The Charlotte-Mecklenburg school system, a growing, ethnically diverse district in south-central North Carolina, has won the prestigious Broad Prize for this year.
The award was announced here Tuesday by U.S. Secretary of Education Arne Duncan. “Charlotte-Mecklenburg is a model for innovation in urban education,” he said in remarks prepared before the announcement.
The Broad Prize, sponsored by the Los Angeles-based Eli and Edythe Broad Foundation, comes with a $550,000 award that will be distributed as college scholarships for the district’s high school seniors. The three other districts that were finalists—the Broward County and Miami-Dade systems in Florida and the Ysleta Independent School District in El Paso, Texas—will each receive $150,000 in scholarships for their students.
The 133,600-student Charlotte-Mecklenburg district, which was recognized by the foundation for its work in reducing achievement gaps, is about 33 percent white, 41 percent black, 16 percent Hispanic, and 10 percent Asian, American Indian, or multiracial. About 53 percent of its students are eligible for free or reduced-price lunch, a commonly used measure of student poverty, and 10 percent are designated as English-language learners.
Like the other districts that were finalists this year, Charlotte-Mecklenburg had been singled out by the award program before. The district was a finalist in 2004 and 2010.
Hugh Hattabaugh, the district’s interim superintendent, said in an interview before the announcement was made that the Charlotte-Mecklenburg district had made strides on more than two dozen education indicators, including improved graduation rates, SAT scores, and scores on end-of-course exams.
The nomination “really says wonders about our teachers and their commitment to excellence,” said Mr. Hattabaugh, who has served as interim superintendent since July.
Peter Gorman was the superintendent from 2006 to June of this year. He left the district to become a senior vice president with New York City-based News Corp., which is expanding into the education technology marketplace. Mr. Gorman is also a 2004 graduate of the Broad Superintendents Academy, which trains business executives, retired military officers, education administrators, and others to work in the nation’s largest school districts.
The Broad Prize is the largest education award honoring school districts.

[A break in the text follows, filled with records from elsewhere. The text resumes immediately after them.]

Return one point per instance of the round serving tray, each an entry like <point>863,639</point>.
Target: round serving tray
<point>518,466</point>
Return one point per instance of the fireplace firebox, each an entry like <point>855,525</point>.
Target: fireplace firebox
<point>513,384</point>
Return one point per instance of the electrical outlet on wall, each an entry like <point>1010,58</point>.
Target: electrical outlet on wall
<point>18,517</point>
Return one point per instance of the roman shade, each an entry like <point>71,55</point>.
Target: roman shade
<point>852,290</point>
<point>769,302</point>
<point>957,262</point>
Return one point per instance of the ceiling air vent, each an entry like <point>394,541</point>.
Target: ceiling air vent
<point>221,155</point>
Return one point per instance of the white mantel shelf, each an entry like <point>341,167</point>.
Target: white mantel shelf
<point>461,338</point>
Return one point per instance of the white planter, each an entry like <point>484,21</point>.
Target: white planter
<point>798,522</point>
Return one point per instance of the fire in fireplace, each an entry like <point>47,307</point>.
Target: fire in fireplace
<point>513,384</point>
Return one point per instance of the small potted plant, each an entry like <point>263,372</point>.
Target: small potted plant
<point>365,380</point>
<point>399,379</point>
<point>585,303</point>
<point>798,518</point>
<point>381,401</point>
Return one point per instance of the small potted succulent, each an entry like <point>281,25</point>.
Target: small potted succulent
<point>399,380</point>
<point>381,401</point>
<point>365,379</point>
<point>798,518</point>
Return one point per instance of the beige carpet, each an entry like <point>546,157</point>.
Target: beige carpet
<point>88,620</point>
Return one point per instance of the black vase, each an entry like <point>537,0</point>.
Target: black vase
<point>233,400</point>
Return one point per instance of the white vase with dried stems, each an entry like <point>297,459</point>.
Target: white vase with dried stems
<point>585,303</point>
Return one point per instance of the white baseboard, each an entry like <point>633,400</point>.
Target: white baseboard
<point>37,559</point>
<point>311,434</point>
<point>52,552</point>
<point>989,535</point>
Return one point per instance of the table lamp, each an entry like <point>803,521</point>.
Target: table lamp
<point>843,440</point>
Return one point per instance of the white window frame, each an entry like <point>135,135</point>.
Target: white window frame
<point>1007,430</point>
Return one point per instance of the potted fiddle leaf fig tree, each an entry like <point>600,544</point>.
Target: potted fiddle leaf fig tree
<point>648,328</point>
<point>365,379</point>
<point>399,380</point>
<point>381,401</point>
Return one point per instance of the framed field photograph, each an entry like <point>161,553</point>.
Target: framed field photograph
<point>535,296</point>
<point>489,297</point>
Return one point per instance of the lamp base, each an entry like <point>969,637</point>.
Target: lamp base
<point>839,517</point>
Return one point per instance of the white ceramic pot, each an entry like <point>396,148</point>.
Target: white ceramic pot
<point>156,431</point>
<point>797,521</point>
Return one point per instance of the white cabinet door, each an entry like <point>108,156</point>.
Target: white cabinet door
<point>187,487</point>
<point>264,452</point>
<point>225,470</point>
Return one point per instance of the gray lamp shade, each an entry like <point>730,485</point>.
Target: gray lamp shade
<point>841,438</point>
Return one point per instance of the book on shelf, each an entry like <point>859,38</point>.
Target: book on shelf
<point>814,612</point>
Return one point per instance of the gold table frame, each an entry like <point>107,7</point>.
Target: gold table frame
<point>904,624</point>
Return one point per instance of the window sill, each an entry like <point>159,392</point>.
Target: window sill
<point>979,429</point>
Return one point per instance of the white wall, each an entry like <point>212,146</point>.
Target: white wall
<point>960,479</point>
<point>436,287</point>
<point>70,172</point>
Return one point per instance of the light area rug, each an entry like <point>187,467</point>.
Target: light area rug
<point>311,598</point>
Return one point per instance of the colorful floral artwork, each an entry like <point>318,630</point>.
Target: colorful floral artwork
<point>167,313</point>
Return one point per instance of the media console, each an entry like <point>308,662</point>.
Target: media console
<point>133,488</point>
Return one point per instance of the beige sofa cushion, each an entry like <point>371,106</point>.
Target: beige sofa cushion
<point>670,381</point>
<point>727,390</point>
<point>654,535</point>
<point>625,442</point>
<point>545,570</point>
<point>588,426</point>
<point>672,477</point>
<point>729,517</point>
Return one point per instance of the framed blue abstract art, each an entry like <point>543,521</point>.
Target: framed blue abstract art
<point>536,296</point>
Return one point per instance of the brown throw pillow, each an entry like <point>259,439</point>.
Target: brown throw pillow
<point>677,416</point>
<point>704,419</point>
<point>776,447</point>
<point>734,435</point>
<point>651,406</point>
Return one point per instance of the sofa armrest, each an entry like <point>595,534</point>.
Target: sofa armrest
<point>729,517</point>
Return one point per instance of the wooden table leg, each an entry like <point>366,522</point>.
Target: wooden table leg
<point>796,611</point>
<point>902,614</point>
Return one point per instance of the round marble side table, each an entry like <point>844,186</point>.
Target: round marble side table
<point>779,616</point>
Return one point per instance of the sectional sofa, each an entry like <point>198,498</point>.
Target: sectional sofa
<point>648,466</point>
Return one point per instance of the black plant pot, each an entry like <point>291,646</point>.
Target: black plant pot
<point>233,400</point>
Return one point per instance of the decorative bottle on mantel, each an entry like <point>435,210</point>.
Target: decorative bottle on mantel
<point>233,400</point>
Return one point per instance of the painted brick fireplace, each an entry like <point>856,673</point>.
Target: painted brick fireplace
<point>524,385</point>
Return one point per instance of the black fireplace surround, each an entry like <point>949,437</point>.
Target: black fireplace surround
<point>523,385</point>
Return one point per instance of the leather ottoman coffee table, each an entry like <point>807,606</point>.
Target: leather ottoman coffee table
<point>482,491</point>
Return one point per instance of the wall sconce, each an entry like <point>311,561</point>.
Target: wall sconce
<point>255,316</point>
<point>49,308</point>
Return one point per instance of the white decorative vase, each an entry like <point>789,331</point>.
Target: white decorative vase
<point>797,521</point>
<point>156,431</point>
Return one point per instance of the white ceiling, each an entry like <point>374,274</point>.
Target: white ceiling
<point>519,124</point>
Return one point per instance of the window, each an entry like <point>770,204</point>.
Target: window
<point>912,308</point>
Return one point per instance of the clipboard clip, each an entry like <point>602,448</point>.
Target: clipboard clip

Its purpose is to reward districts that improve achievement for disadvantaged students, to highlight successful urban districts and promote best practices, and to create an incentive for districts to improve. Last year, the Gwinnett County, Ga., district outside Atlanta won the award.
Seventy-five urban school districts are identified each year as eligible candidates for the award, based on size, low-income enrollment, minority enrollment, and urban environment. School districts are nominated for the prize but cannot apply themselves.

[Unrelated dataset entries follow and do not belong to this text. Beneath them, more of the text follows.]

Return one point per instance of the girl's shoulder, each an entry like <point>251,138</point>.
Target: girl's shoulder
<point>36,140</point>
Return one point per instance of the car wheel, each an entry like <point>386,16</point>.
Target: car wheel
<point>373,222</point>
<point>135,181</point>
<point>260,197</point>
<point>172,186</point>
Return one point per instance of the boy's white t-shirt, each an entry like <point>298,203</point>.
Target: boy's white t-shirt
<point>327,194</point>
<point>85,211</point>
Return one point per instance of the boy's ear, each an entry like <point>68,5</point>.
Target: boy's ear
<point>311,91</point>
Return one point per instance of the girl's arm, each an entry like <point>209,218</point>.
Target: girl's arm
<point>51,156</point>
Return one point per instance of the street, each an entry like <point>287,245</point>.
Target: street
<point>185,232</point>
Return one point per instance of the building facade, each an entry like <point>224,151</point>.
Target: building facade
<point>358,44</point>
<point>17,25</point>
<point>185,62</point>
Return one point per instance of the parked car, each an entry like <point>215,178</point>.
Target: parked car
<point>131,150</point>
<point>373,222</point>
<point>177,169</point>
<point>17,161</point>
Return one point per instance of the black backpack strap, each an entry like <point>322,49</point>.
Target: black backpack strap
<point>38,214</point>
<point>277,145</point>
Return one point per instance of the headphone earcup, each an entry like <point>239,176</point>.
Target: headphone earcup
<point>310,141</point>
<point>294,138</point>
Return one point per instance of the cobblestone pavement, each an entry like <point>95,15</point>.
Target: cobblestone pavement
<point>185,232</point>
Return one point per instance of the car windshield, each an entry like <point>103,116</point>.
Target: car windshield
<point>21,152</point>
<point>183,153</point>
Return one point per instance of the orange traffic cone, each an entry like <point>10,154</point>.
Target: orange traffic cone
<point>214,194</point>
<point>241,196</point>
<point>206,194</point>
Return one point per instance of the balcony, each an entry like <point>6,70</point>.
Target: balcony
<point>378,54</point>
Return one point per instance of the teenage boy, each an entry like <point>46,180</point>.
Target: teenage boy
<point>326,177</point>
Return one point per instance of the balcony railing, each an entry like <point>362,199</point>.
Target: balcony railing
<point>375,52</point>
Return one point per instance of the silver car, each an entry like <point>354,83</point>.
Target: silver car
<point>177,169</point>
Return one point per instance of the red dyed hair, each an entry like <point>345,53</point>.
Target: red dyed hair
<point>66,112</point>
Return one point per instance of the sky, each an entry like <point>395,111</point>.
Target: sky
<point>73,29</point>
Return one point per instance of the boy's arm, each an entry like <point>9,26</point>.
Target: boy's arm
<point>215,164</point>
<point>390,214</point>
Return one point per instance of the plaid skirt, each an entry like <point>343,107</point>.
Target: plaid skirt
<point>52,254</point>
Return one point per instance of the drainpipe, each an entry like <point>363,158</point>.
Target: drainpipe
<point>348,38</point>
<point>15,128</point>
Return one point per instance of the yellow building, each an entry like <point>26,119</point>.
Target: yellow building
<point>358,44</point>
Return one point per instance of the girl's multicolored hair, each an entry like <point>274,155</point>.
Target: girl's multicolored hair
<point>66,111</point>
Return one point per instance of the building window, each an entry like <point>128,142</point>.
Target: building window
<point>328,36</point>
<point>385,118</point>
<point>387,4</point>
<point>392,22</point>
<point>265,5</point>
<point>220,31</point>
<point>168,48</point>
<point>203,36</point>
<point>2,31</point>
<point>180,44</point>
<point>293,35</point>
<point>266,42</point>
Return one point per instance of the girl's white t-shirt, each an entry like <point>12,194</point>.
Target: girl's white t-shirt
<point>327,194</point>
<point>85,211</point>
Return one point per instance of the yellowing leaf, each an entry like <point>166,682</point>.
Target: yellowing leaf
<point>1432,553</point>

A 21-person review board then narrowed the list of candidates to four, basing the selections mostly on quantitative data. A second panel of seven business, government, and education leaders chose the winner of the prize.
Charlotte-Mecklenburg is the 10th recipient of the Broad Prize. When the program started in 2002, the total prize was $1 million, but the money was increased to $2 million in 2007. This year, the award was scaled back to its original level of $1 million so that the program can be sustained over future years, the Broad Foundation said.
Among other achievements of the Charlotte-Mecklenburg district, the panelists noted that in 2010, 62 percent of the district’s black students took the SAT—the highest participation rate for black seniors among the 75 districts eligible for the prize.
Also, the district was more successful than 70 percent of other districts in North Carolina at increasing the percentage of middle and high school students who performed at the highest level on state tests in reading and math, according to the Broad Foundation. The foundation also praised the district’s management structure, noting that teachers receive performance bonuses for student improvement and that principals have “unusual leeway to make their mark” on schools.